Permanent Olympic host cities give the IOC more space for positive changes. Host cities will have more time for preparation, as the construction will not be such a priority as it is now. Organizers will have even more time to focus on the quality of the event. Each continental NOC taking part at the games could have a possibility to participate in the preparation of the games. Though the national dimension of the games would be decreased, the games will receive more opportunities to be presented as a global celebration of mankind and Olympic values in the spirit of cooperation. This could diminish or eliminate the negative effects of nationalism and demonstrations of power.

The IOC still declares that the games are organized especially for the athletes. However, history exemplifies a different experience. Distances between the venues use to be sometimes unbearable and their quality is not always in consent of sports federations. Athletes usually do not care about the host city, where the event takes place. Their priority is the performance at the games and quality of the conditions they will experience at the event itself.

IOC member Richard Pound noticed in his book “Inside the Olympics” that the choice of the host city is often not a matter of quality conditions, but rather a matter of where the wives of the IOC members want to go shopping. He confirmed with this statement that there are enough of those within the movement and among the games participants, for which travelling and sightseeing for their own amusement is still a higher priority than the price being paid for such a hobby.

Modesty could lead to more sustainable events
Sustainability of the event would be increased with permanent host cities even more than it is today. The world simply does not need more ski jumps, toboggans, velodromes, etc. Taking long-term perspective, it is simply not acceptable. The environmental ambitions and responsibility that the IOC declares could simply be achieved through its own modesty and self-control, so it will not support further construction and environmental impacts. The IOC′s argument that it helps promotion and development of sport in a country is not necessarily a sound one. This goal can be achieved through the creation of projects much smaller and less costly than the Olympic Games and with more effectiveness.

The potential of the games in terms of urban transformation and revitalization of host cities is obvious and it is often presented as one of its most important benefits. Unfortunately , in reality, it is the gentrification that often hides behind this popular label. The Olympic parks in Beijing 2008, London 2012 and Rio 2016 are typical results exemplifying this process. Evictions of low income residents, loss of jobs, or decreased availability of affordable housing could be potentially avoided with permanent host cities. In fact, they should be avoided anyway, considering the IOC′s popular motto “Celebrate humanity”. It seems superficial, talking about humanity and witnessing those situations.
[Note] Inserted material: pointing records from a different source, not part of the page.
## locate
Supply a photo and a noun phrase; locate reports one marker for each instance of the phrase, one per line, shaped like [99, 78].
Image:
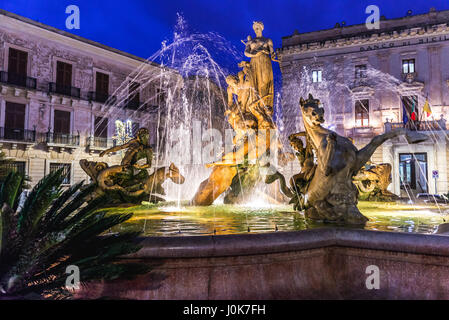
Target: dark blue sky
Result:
[139, 26]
In addition, the scope of urban projects related to the games always exceeds the needs of local communities. The last example of the Boston 2024 bid declares that the needs of city residents have little common with an 80,000 seat stadium even in a demountable mode. The people in Boston simply refused to support a single financially demanding project, because they expect from their city representatives the development of more, smaller and cheaper projects directly focused on the improvement of their living conditions. History and the Bostonian example show that the specifics of certain sport venues still represent a burden to host cities and remain “an inevitable evil” that they do not need to build, nor for which they could seek solutions for post-Olympic use.

The Olympic Games simply do not need more venues and the IOC, through the adoption of the Agenda 2020, is aware of that. Through the selection of permanent Olympic host cities it would bring its intentions even more precisely into reality.